E del mondo del vino trentino cosa ne pensa, sinceramente?

Ci ho messo mano per decenni e ora non voglio dare giudizi. Negli anni Settanta, Ottanta e Novanta ho lavorato sempre in prima linea, sono stato tra i fondatori dell’Istituto nazionale dello spumante italiano e, tra mille resistenze, anche  di quello del Trento Classico, ora TrentoDoc. Ho tentato in ogni modo di far capire che in Trentino c’è una specificità che si chiama, appunto, TrentoDoc, ma non mi pare che questo sia stato recepito. Non mi sembra, insomma, che il Trentino abbia capito che il suo futuro è elitario, perché noi abbiamo colline difficili, costi della terra altissimi, appezzamenti piccoli: per questo non possiamo fare vini da ingrosso, ma dobbiamo puntare sul segmeto più alto del mercato e per farlo l’unica via è il nostro metodo classico.

Certo le bollicine sono, in generale, sinonimo di glamour, mondanità, ricchezza, ma ci sono anche grandi rossi ritenuti d’elite ed esclusivi, come il Brunello di Montalcino, il Tignanello, il Masseto…
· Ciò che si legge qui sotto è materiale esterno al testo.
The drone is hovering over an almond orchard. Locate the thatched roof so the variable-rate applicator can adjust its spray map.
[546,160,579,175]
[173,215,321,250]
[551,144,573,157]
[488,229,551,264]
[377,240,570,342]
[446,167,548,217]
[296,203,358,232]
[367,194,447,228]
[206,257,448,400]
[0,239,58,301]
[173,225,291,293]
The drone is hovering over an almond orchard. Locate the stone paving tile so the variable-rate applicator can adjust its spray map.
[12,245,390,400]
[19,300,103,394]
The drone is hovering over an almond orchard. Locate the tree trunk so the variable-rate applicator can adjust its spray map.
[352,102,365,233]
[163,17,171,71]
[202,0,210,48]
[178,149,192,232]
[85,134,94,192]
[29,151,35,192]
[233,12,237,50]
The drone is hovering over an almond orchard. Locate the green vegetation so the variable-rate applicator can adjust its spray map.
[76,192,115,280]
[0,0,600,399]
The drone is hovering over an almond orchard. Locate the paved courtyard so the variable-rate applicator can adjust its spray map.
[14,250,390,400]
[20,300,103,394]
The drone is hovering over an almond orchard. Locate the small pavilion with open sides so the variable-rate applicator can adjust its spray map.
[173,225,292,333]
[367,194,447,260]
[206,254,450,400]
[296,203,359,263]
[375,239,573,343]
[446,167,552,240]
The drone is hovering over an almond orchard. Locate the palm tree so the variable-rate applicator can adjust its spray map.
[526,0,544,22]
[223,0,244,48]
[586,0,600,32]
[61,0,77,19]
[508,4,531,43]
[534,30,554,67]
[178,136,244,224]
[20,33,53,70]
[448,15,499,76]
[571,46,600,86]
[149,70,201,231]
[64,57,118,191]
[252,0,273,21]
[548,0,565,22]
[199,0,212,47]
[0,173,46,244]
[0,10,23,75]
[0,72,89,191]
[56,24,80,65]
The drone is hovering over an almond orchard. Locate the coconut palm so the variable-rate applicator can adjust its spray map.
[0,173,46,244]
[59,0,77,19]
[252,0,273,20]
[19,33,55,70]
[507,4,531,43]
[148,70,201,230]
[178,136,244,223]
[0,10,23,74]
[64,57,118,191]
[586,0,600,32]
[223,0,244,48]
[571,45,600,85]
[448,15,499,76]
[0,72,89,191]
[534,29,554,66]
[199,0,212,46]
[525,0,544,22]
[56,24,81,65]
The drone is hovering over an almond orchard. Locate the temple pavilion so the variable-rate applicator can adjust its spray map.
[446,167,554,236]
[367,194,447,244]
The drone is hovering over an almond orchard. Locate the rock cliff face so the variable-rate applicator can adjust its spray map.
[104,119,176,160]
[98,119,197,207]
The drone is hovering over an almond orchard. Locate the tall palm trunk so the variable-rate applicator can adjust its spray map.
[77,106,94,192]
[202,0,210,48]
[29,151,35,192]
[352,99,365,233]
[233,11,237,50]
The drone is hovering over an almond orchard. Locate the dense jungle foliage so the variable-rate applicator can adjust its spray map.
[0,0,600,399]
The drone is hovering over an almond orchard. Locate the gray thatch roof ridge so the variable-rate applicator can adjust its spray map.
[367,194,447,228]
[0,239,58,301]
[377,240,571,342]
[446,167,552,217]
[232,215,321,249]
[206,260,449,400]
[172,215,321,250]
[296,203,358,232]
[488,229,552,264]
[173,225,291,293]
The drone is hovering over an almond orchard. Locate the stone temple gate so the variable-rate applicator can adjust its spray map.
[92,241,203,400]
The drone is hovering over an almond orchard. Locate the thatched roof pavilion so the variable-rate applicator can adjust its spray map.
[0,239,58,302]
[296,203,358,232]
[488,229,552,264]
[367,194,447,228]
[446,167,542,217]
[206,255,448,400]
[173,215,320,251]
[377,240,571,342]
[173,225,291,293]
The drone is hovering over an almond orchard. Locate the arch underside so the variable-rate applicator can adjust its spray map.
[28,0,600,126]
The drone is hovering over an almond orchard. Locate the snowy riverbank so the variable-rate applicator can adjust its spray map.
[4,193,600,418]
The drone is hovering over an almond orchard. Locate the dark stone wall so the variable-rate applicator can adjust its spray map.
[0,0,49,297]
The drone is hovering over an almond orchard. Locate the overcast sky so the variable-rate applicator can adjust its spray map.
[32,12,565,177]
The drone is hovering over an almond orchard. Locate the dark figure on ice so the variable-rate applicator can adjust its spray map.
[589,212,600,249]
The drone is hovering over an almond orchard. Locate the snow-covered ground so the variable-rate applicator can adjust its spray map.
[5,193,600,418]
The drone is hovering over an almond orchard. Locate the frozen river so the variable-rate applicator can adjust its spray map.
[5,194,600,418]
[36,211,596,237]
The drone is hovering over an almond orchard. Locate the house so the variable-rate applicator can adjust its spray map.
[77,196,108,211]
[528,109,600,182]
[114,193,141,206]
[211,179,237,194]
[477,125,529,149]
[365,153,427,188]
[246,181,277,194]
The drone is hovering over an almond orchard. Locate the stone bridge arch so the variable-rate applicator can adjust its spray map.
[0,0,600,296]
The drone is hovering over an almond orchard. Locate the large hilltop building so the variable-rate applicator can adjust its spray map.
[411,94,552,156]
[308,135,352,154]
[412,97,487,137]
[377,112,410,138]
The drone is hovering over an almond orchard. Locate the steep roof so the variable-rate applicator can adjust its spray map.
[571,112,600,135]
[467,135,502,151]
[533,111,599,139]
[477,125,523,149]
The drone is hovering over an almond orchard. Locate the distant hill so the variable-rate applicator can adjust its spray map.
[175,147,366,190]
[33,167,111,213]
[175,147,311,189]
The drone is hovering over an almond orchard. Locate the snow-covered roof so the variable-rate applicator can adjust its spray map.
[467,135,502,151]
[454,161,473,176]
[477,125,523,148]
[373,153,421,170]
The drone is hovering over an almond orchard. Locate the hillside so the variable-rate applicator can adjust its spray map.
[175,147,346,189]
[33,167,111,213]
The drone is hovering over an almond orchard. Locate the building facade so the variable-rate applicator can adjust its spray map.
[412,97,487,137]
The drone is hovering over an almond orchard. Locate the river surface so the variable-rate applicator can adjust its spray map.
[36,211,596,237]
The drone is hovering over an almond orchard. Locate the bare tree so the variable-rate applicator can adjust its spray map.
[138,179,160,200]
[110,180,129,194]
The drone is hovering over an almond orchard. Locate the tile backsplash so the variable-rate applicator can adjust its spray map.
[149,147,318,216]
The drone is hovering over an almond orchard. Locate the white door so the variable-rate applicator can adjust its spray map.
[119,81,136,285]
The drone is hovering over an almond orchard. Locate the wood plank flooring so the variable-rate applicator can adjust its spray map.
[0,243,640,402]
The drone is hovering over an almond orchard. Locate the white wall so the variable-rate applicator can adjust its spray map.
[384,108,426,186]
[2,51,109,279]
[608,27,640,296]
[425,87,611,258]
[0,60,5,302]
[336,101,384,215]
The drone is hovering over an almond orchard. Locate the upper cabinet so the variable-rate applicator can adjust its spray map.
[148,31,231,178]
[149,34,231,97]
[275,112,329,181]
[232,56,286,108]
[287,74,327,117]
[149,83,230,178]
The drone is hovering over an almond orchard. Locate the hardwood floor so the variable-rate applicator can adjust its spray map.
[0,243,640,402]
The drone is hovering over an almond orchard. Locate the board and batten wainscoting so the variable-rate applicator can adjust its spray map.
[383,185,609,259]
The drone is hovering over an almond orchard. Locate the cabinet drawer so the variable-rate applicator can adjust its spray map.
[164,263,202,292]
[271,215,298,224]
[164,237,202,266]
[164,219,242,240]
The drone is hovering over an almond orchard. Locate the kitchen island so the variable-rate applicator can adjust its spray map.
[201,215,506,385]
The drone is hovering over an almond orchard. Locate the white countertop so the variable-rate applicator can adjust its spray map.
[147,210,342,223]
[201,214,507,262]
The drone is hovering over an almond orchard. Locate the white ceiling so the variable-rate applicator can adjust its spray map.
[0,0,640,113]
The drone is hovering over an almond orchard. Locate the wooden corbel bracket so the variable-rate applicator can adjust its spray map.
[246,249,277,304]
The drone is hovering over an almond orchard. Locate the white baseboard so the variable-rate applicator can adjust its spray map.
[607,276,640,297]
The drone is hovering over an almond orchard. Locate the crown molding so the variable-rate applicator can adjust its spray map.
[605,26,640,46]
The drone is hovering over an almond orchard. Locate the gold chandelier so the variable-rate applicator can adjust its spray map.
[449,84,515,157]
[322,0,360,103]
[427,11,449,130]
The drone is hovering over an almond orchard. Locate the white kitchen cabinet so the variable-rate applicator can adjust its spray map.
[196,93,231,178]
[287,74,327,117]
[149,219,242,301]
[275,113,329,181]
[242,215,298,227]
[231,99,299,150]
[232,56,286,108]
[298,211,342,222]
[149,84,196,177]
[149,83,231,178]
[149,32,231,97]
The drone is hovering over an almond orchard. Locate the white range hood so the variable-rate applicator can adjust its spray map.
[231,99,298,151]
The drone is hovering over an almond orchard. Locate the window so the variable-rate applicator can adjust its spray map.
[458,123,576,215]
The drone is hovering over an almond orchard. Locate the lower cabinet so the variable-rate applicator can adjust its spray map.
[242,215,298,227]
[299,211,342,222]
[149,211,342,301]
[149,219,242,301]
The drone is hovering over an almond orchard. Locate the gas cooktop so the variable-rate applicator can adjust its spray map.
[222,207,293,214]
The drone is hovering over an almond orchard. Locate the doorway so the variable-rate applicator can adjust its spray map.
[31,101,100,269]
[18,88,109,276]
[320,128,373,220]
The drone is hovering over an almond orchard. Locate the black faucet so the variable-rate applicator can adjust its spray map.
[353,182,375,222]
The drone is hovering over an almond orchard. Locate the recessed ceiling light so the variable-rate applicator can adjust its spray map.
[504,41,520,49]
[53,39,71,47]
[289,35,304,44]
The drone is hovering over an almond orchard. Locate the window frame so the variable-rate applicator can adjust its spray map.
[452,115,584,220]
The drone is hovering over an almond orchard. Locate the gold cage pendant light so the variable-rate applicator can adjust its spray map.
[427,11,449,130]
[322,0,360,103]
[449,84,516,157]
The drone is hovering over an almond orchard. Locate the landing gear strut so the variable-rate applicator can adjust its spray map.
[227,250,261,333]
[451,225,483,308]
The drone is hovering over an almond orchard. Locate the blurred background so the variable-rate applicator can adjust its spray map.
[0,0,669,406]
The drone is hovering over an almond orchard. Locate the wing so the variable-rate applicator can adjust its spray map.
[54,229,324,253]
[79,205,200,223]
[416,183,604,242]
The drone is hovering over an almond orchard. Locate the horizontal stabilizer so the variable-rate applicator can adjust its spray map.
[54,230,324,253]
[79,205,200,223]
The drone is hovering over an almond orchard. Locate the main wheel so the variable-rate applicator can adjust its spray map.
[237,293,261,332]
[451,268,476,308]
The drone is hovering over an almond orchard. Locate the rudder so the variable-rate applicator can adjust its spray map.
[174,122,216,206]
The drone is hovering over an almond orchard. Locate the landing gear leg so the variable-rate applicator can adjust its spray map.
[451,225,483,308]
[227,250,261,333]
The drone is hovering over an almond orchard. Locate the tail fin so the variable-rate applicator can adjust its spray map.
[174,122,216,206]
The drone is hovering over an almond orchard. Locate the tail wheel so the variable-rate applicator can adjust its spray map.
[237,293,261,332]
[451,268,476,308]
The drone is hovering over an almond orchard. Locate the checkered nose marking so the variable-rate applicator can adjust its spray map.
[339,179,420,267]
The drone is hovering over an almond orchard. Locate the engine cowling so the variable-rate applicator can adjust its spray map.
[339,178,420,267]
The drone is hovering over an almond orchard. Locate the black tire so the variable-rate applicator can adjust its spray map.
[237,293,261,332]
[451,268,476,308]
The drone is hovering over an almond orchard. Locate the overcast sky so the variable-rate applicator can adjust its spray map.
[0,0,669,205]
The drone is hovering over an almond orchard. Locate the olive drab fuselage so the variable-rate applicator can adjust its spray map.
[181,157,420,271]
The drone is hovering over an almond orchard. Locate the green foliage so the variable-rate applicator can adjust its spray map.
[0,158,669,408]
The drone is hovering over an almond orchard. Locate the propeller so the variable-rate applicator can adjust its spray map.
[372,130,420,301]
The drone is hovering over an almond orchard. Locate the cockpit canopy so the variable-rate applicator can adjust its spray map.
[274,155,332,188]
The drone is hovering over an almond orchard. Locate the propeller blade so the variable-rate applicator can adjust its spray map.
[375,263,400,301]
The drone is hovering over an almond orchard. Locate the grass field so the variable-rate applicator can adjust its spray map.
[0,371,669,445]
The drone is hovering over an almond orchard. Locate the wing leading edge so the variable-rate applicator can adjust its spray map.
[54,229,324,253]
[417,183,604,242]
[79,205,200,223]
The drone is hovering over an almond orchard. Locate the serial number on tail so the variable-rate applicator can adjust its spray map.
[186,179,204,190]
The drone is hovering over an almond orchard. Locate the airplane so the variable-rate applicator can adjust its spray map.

Da noi, però, qualche bel rosso come Teroldego e Marzemino, oppure anche un bianco come il Mueller Thurgau, non hanno un ritorno di fascia alta. Nel mondo si sarebbe dovuto lanciare il Trentino come la piccola Champagne d’Italia e invece ci siamo lasciati superare dalla Franciacorta, la quale ora va in giro a dire che è lei la piccola Champagne italiana. Ci vogliono scelte drastiche.

Ovvero?

Semplice. In primis domandarsi a chi ci si vuole rivolgere. La risposta dovrebbe essere il quaranta o cinquantenne di buona disponibilità economica, di buona cultura, che non ama le cose chiassose: è questo il target che dovrebbe avere il TrentoDoc. Vendere, però, non è facile, perché il nostro concorrente diretto è lo Champagne, che è il piu grande marchio al mondo come forza e prestigio, più di Coca Cola, Nike, Apple. Combattere contro questo mostro che ha 300 anni di storia non è per niente semplice, però io credo che chi l’ha dura la vince. Noi dovremmo saper “usare” il nostro territorio, che ci dà una nobiltà enorme e una grande credibilità. Qualcuno dovrebbe vigilare su questa famiglia del TrentoDoc, che diventa ogni giorno sempre piu grossa, in modo da evitare che qualcuno faccia il furbo, perché altrimenti ci sputtaniamo tutti.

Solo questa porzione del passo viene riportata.